Благословенны времена, когда скульпторы знали посланников небес в лицо, – И. Мартосу, описывающему ваяемый им памятник М.В. Ломоносову, достаточно было указать только на естественность размеров крылатой фигуры («Высота стоящей фигуры Ломоносова 3 аршина 2 вершка; фигура гения в натуральную величину»). Традиционный спутник поэтов, однако, в первом же памятнике оказался лишним – во время ритуала все время искались способы сделать его невидимым, а позже раздражала глаз несоразмерность масштабов его и главного героя: стало понятно, что гений как-то мелковат. Позже гений из атрибута поэта стал его внутренней характеристикой, и памятник поэту стал, соответственно, памятником гению.

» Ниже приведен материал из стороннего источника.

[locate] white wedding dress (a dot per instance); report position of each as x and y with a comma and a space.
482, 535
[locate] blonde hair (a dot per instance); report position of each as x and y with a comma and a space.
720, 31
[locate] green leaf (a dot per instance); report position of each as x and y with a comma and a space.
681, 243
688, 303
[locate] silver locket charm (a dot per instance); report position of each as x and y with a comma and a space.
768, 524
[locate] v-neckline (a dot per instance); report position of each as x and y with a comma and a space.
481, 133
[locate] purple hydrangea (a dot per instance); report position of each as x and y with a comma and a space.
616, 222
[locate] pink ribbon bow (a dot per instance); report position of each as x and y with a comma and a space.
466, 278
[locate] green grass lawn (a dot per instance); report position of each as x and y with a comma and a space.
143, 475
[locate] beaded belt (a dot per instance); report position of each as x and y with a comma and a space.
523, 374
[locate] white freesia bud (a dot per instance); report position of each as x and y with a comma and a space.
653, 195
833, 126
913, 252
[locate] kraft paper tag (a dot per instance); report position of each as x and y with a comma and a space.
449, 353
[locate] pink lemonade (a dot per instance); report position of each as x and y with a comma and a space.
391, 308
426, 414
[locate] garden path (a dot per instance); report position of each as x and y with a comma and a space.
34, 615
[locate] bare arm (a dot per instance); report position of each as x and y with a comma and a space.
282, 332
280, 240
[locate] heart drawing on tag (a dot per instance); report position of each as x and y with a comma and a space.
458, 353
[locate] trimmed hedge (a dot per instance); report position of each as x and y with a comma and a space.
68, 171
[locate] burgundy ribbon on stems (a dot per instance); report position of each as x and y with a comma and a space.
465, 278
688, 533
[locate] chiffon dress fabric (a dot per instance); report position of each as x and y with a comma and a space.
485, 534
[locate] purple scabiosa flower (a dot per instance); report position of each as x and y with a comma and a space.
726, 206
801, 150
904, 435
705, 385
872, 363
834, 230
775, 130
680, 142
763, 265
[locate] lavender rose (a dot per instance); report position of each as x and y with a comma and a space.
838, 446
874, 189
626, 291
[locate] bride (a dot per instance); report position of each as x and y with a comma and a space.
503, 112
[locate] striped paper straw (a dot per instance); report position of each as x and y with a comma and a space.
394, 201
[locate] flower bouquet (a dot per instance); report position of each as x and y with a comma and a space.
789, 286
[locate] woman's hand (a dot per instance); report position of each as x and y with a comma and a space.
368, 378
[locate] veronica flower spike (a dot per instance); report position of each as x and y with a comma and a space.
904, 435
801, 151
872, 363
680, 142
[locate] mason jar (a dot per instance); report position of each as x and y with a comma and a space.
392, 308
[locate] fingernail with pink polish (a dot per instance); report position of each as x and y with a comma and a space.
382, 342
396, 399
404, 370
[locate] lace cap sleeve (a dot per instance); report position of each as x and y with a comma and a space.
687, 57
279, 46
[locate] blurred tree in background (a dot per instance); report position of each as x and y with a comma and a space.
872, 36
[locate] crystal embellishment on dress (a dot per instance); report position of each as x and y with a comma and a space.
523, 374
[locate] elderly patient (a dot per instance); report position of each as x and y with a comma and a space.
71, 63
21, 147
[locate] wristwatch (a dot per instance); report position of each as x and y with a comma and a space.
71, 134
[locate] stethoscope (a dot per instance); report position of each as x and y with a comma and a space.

Постепенно происходит редукция церковного обряда, который дистанцируется от самого памятника во времени и пространстве: панихида и литургия, связанные с открытием памятников, предшествуют светской церемонии и локализуются в сакральной сфере церкви, не выходя за ее пределы. Происходит процесс переадресации святости, указывающая на это риторика все меньше нуждается в оправдании, а возрастающая массовая эйфория свидетельствует об освоении и присвоении ритуала. Память является и условием идентичности, и, одновременно, инструментом создания ее. Используемые при этом практики различны. Коллективная память в поисках путей свидетельствования себя может использовать визуальные ориентиры: она выносится вовне, в публичное пространство, материализуясь, например, в общественных монументах. Пространство памяти и физическое пространство пересекаются между собой: память визуализируется, а пространство семантизируется. Это не означает, что лишь сам факт появления визуального знака тут же обогащает коллективную память или механически же преобразует пространство, наделяя его новыми смыслами. Процедура трансформации того и другого в значимый факт определяется как раз культурной практикой памяти; она вырабатывается постепенно, нащупывая те или иные приемы, делающие ее эффективной.
На протяжении XIX века в России можно наблюдать процесс освоения новой практики: создания общественных скульптурных монументов и превращения их в места памяти. Ее заимствованный характер постепенно забывается, она присваивается и развивается адаптирующей культурой.
М.Ч. Левитт связывает ажиотаж пушкинских торжеств с той ролью, которую стала играть литература в культурной жизни России и национальной идентичности.